But there’s hope. Social engineers target employees; 90% of breaches contain a human element. The solution will, too. Experts agree that by elevating the global standard of cybersecurity awareness, breaches will decelerate and we can reverse a dangerous trend in cyber insurance and risk management that is leaving companies over-exposed to an increasingly sophisticated threat landscape. 

While 2021’s ransomware mega-breaches have grabbed headlines (Kaseya, JBS, and Colonial Pipeline to name a few), the untold story has been that the total financial impact of cybercrime—especially the types that involve employees and can thus be mitigated with better awareness--on insurers has pushed the industry over the brink of profitability.

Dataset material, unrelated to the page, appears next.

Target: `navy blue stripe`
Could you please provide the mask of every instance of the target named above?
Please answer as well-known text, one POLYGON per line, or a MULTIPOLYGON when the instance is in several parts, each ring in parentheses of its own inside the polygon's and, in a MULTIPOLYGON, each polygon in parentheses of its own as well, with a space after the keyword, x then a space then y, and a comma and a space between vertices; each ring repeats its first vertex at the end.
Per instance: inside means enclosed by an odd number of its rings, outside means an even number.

If 2019 to 2020 were to be described as death by a thousand phishing hooks, 2021 multiplied the threat and accelerated the gradual demise of cyber insurance by an order of magnitude. 

5 freaky facts about the state of cyber insurance today

A fundamental shift is occurring in cyber insurance. The industry is counterbalancing heavy losses with higher premiums and restrictions, and is no longer working hard to get new business. Demand has outstripped the industry's resources, at least as traditionally practiced. Moreover, insurance comanies themselves have become top targets of cybercriminals for record-breaking ransomware attacks. In March 2021, CNA Financial paid $40 million to cyber criminals after negotiating down from the original $60 million ransom demand to regain control of stolen data and systems encrypted with malware called Phoenix Locker, a variant of Hades ransomware, which was created by the Russian cybercrime syndicate, Evil Corp.

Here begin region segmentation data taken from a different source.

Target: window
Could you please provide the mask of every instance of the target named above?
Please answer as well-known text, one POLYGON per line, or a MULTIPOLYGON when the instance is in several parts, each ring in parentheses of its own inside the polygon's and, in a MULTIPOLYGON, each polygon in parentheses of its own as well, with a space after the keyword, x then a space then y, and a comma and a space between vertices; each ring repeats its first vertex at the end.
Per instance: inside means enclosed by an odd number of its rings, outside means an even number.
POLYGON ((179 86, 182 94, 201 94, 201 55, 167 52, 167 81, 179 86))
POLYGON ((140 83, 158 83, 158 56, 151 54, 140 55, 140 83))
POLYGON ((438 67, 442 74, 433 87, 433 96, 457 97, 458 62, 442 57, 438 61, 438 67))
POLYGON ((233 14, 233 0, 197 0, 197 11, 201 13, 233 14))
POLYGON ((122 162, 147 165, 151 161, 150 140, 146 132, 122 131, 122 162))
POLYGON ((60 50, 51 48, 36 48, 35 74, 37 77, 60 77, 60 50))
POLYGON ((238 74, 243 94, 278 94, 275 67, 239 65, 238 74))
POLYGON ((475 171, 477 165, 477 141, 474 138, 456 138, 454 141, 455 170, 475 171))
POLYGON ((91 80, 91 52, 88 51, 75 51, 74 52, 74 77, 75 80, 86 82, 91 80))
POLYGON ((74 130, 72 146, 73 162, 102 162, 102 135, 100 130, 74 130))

A Nov, 19 Reuters article provided some stark examples and statistics:

  • One UK technology company previously bought 130 million pounds of professional indemnity and cyber cover from an insurer for 250,000 pounds. That ratio shifted to 55 million pounds of cover for 500,000 pounds. Nearly one-third the cover for double the price.
  • Insurers who issued $5 million cyber liability policies last year have scaled back to limits of between $1 million and $3 million in 2021, a report last month by U.S. broker Risk Placement Services (RPS) found. One-fifth the limits.
  • Overall, premium rates have almost doubled in the United States and jumped by 73% in Britain as a result of the frequency and severity of ransomware attacks, according to insurance broker Marsh.
  • RPS said rates for some policies had risen by as much as 300%. Rates are tripling,
  • Ransomware payments exploded from as low as $600 a few years ago to as high as $50 million today (remember, only a fraction of ransomware payments are reported to the public). Exponential growth ransomware demands and payouts.

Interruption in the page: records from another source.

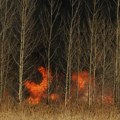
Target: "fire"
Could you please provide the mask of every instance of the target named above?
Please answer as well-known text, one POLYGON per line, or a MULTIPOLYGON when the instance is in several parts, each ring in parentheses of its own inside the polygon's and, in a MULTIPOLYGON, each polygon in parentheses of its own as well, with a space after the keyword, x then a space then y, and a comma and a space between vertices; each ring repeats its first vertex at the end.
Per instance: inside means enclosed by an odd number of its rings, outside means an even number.
POLYGON ((42 74, 42 82, 36 84, 27 80, 25 82, 25 87, 28 89, 30 93, 30 97, 28 98, 28 102, 30 104, 38 104, 40 103, 41 99, 44 97, 44 92, 48 89, 48 79, 52 80, 52 74, 50 71, 45 69, 44 67, 39 67, 38 71, 42 74), (49 78, 48 78, 49 75, 49 78))
POLYGON ((113 104, 113 96, 112 95, 106 95, 103 97, 103 103, 112 105, 113 104))
POLYGON ((55 93, 52 93, 52 94, 50 95, 50 99, 51 99, 52 101, 57 101, 57 100, 59 99, 59 95, 58 95, 58 94, 55 94, 55 93))
POLYGON ((91 83, 92 78, 90 78, 89 73, 87 71, 82 71, 79 73, 74 72, 72 74, 72 80, 78 83, 79 90, 85 88, 85 85, 89 83, 89 79, 91 83))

Cyber is becoming an endangered species of insurance

Several factors have contributed to the dire cyber risk climate, and insurers have played an unwitting part. Ransomware is today a thriving multi-billion-dollar criminal industry partly because insurers have traditionally payed ransoms so often. Criminals saw the low risk and high reward of cyber extortion and they became more organized. As a result, ransomware attacks, like all other phishing attacks, have become more sophisticated. And with the pandemic-driven shift to remote work and the cloud, there were many more opportunities to attack corporate networks at the people layer. 

People, however, aren’t any more prepared than they were before the pandemic. Experts see improved security awareness as key to fixing an overall unhealthy environment for business. 

“In the end, we want our clients to not have a cyber-attack at all; this is the goal,” said Tlili. “You don’t do this by filling a check box but by mitigating the risk of a cyberattack. I would recommend to a potential customer to think about what they can do to help their employees mitigate the risks of email and web surfing, and not just look at cybersecurity training as a check mark they have to do to be compliant.” 

Experts agree that cybersecurity training will be crucial to obtaining cyber insurance at all, much less at a decent price. Insurers make their money by calculating risk, and that risk equation is off-kilter due to people being unequipped to spot and report a malicious email. Ninety percent of security breaches start with email. Experts say training must go beyond mere check-a-box compliance, motivated by regulatory and liability penalties, and evolve towards actually preventing security breaches at the people layer. 

“A lot of companies focus on technical improvement: ‘How can I make sure I have the best IT and detection systems in place?,” said Tlili. “But in the end, they usually forget that the weakest link is an employee.”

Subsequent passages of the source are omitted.